Statistics for Linguistics Research
CUNY Graduate Center – Fall 2025
- Instructor: Prof. Spencer Caplan
- Practicum leader: Matt Malone
- Lecture: Monday 4:15-6:15, GC 7314
- Practicum: Thursday 11:45-1:45, GC 7395
- Office hours: Thursdays 3:15-4:15, GC 7400.02 and by appt
Synopsis
This class provides an introduction to statistical and quantitative data analysis from various areas in linguistics research. Topics covered include probability, descriptive and inferential statistics, hypothesis testing, analyses of variance, regression models (linear, logistic, and mixed-effects), and approaches to corpus and experimental data. Students will learn to use the R statistical environment and a wide variety of methods for data wrangling, visualization, and statistical inference, and will gain experience with best practices for clearly and fairly reporting results.
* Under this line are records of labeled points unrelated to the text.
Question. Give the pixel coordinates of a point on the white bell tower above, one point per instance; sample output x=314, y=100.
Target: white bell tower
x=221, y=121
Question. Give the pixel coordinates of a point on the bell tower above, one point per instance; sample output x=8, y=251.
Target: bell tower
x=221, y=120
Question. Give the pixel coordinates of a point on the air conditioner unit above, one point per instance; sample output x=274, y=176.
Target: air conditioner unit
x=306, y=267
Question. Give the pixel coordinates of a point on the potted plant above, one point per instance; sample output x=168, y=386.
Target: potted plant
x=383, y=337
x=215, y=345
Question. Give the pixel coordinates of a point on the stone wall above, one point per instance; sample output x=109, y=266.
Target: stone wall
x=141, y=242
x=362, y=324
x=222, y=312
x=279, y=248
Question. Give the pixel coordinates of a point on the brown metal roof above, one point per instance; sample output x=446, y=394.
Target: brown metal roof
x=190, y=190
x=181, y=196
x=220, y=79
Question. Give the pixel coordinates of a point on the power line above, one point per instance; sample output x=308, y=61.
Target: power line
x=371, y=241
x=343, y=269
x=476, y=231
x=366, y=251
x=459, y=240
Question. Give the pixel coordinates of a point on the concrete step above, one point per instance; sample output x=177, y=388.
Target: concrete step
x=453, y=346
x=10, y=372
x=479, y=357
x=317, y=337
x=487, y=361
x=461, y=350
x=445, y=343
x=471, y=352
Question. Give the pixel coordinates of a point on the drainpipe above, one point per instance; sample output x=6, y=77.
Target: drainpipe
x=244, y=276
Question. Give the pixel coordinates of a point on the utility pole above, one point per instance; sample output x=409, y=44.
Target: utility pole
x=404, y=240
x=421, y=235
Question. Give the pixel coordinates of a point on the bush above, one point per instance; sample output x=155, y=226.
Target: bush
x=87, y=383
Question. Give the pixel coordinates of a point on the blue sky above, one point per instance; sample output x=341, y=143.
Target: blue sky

Emphasis will be placed on developing statistical reasoning, understanding the assumptions behind common tests, and critically evaluating methods in the (psycho)linguistics literature.
Objectives
By the end of the course students will be able to:- Use R to import, organize, and manipulate linguistic data.
- Summarize and visualize data using appropriate techniques (e.g., ggplot2, descriptive statistics).
- Select and apply suitable statistical tests (e.g., t-tests, chi-square, ANOVA, linear/logistic regression, mixed-effects models) to linguistic research questions.
- Interpret and report statistical results clearly, rigorously, and reproducibly (e.g., effect sizes, confidence intervals, assumptions).
- Critically evaluate statistical methods and claims in published linguistics research.
- Apply statistical reasoning to the design and analysis of both experimental and corpus-based studies.
Materials
Readings will be assigned throughout the term and posted to the course schedule, although there will be no official "textbook." Readings are intended to provide additional background and details to the lectures, and as such, students can choose to consume the readings either before or after the associated lecture depending on their personal preferences.
Assignments
Regular assignments will take the form of small software projects for which you will submit valid R code to solve some given problem. We will use Slack for assignment turn-in (messaging Spencer with your submission).
There will be one in-class (pencil and paper) midterm during the middle of the semester (exact timing and details to follow).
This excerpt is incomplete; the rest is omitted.